Is The Levered ETF Tail Wagging The Market Dog?

Douglas Kass of Seabreeze Partners tells Andrew Ross Sorkin that levered ETFs “have turned the market into a casino on steroids. They accentuate the moves in every direction — the upside and the downside.”


Sorkin thinks that levered ETFs were the source of Monday’s stock market surge in the last 18 minutes of trading. “The Standard & Poor’s 500-stock index jumped more than 10 points with no news to account for the rally,” he writes.
Levered ETFs are a relatively recent innovation and a fast-growing business. Equity ETFs hold more than $15 billion in assets, according to ETFdb.com. The largest is ProShares UltraShort S&P 500 (SDS), with $2.7 billion in assets and average daily trading volume in excess of 50 million shares. Not too shabby for a five-year-old fund. There are also levered ETFs for other asset classes, including bonds, REITs, commodities and currencies. You can also find open-end mutual funds in the levered space. Overall, Sorkin estimates the total levered fund category at $1 trillion.
The key issue is the daily rebalancing aspect of these products. Sorkin explains via Kass:

At the end of every day, leveraged E.T.F.’s have to rebalance themselves by buying and selling millions of shares within minutes to remain properly weighted. If the E.T.F. made money that day, to remain balanced it has to reinvest the proceeds and leverage them again. In many cases, leveraged E.T.F.’s use options, swaps and index futures to keep themselves in balance.

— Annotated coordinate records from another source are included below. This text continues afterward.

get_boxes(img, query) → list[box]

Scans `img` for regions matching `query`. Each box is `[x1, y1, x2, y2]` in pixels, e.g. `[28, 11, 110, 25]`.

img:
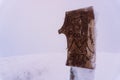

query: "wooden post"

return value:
[58, 7, 95, 80]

But it’s also true that levered funds in the aggregate make bullish and bearish bets. Over time, and perhaps at the end of each day, the net effect is a wash. Or is it? Unclear. Sounds like a topic for deeper analysis.
Meantime, what is clear is that worrying about levered ETFs is old hat. In 2009, for instance, Jason Zweig advised that “new research suggests that on days when the indexes make big moves, leveraged exchange-traded funds could trigger a trading cascade, turning the market close into a buying or selling frenzy.”
As the levered ETF industry grows—Sorkin says it’s “perhaps the hottest rage in investing”—the risk of this tail wagging the dog rises. True, levered ETFs can be productive tools, assuming they’re used intelligently by sophisticated investors and money managers. But it’s easy to abuse these potent portfolios. That’s the nature of leverage: it exacerbates market moves, and investor behavior—good and bad.
Perhaps Todd Shriber sums it best by reminding that “leveraged and inverse ETFs are not investments. They are trades.”

One thought on “Is The Levered ETF Tail Wagging The Market Dog?

  1. tgma

    In a way, the ETFs are a bit like the old bucket shops, as it’s not actually clear if they do fully hedge themselves – there is such divergence from the underlying index over time.
    So essentially opening an ETF position is the ETF issuer taking a position against the ETF owner, which they may or may not hedge, exactly like the tickets written in the old bucket shops. And the massive losses by the UBS delta one trader suggest that prop desks are at it too.
    I would love there to be a proper investigation and regulation of the ETF sector – too often the short funds go down, even if the underlying has gone down as well, and they should be punished for their tracking error. I’m surprised that no one has sued them yet.